Perampanel’s application in the management of pediatric epilepsy has yet to be established. The original trials contained small numbers of adolescents aged >12 years. Aside from a suggested increase in the risk of behavioral side effects in adolescent compared with adult patients [42], little information with regard to relative efficacy and rates of other TRAEs is known.

Conclusions

During the last two decades, 14 AEDs have been specifically licensed for the treatment of intractable partial epilepsy but with little impact on the prognosis of such patients overall, although for some individual patients seizure freedom has been achieved. An ongoing observational study by Brodie and colleagues has looked at the number of patients who go on to become seizure-free following their initial diagnosis of epilepsy. The group has published a series of follow-up analyses over the course of a decade. In the first study published in 2000, 63% of patients ultimately became seizure-free [1], in the latest study published in 2012 this figure was 68% [2]. That is a disappointing increment of only 5% over 12 years, in spite of the introduction of these new AEDs.

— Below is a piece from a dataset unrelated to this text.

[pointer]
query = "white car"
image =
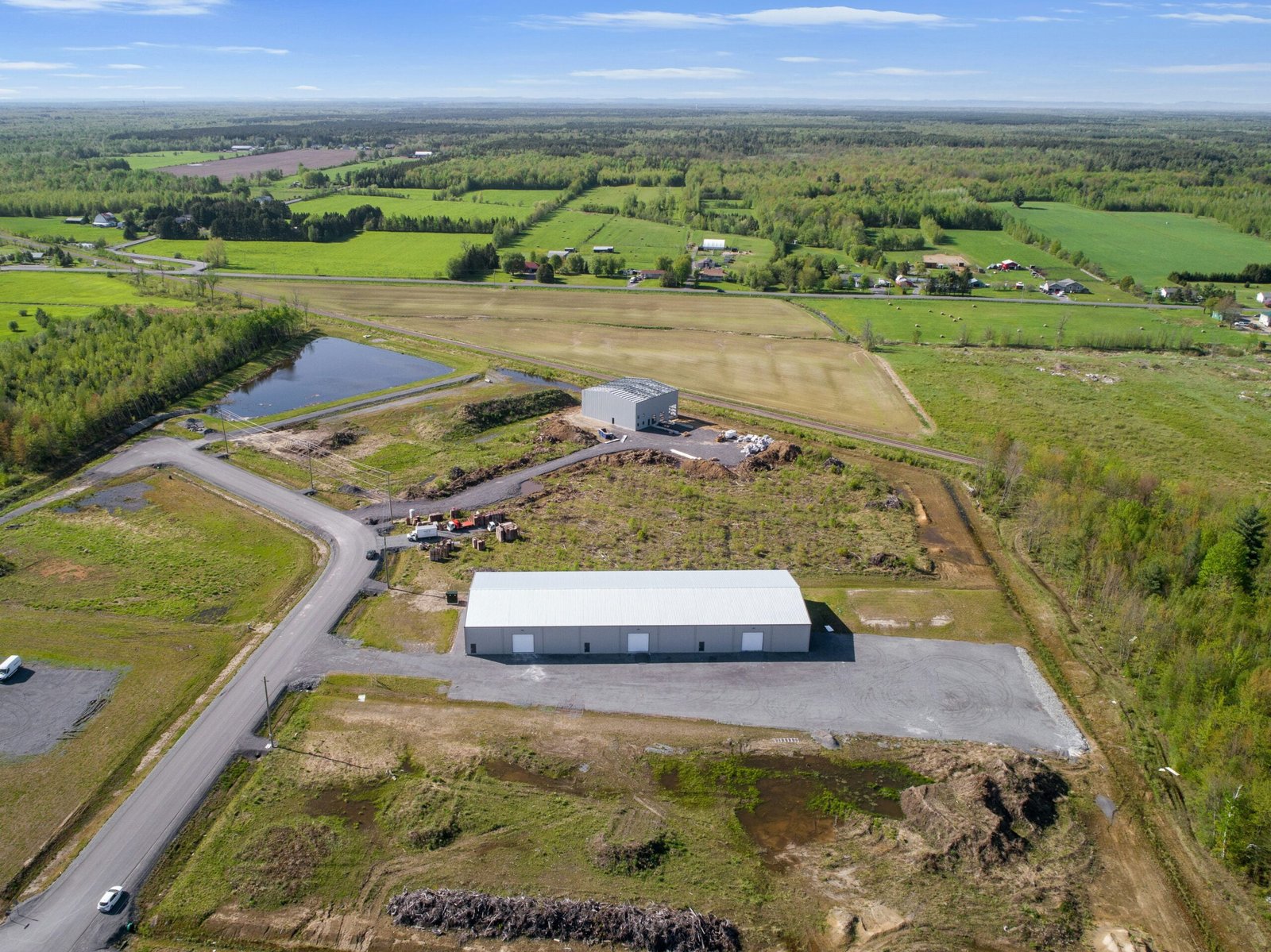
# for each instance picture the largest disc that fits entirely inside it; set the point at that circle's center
(110, 899)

Intractable partial epilepsy is an epilepsy subtype crying out for ground-breaking new drugs. Perampanel’s novel mechanism of action as a non-competitive AMPA receptor antagonist represents a new and previously unexplored target. Furthermore, its non-competitive antagonism means that at high glutamate concentrations, perampanel’s inhibitory effects are less likely to fail and consequently it may be particularly useful in refractory patients. In addition, clinical trials have demonstrated that perampanel is effective in refractory partial epilepsy and that it has a relatively mild adverse effect profile.

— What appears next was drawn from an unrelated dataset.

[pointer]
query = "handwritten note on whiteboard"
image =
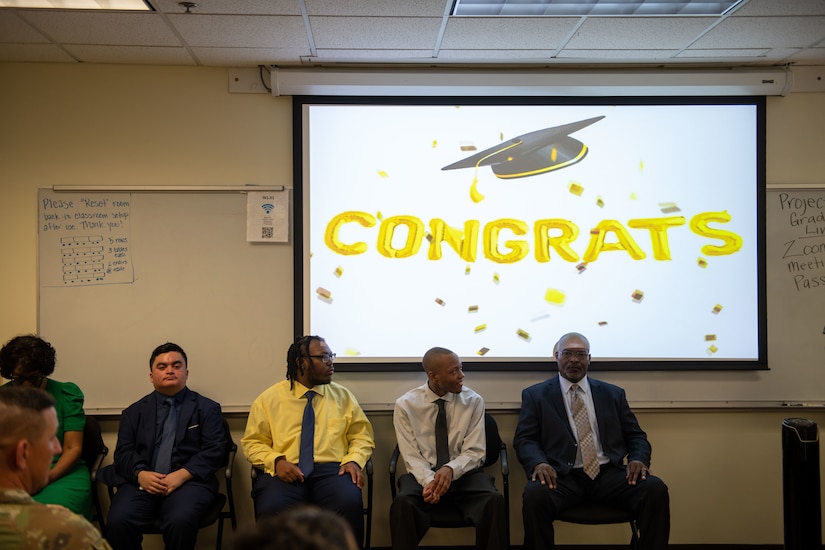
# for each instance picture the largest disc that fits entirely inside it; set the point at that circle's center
(84, 238)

There is, however, as yet no trial data comparing perampanel with alternative AEDs. The difficulty for clinicians remains how to pick one adjunct over another. As perampanel has only recently been licensed for clinical use, and since there are no data directly comparing perampanel with other AEDs, it remains far too early to ascertain the place of perampanel in the treatment of patients with epilepsy.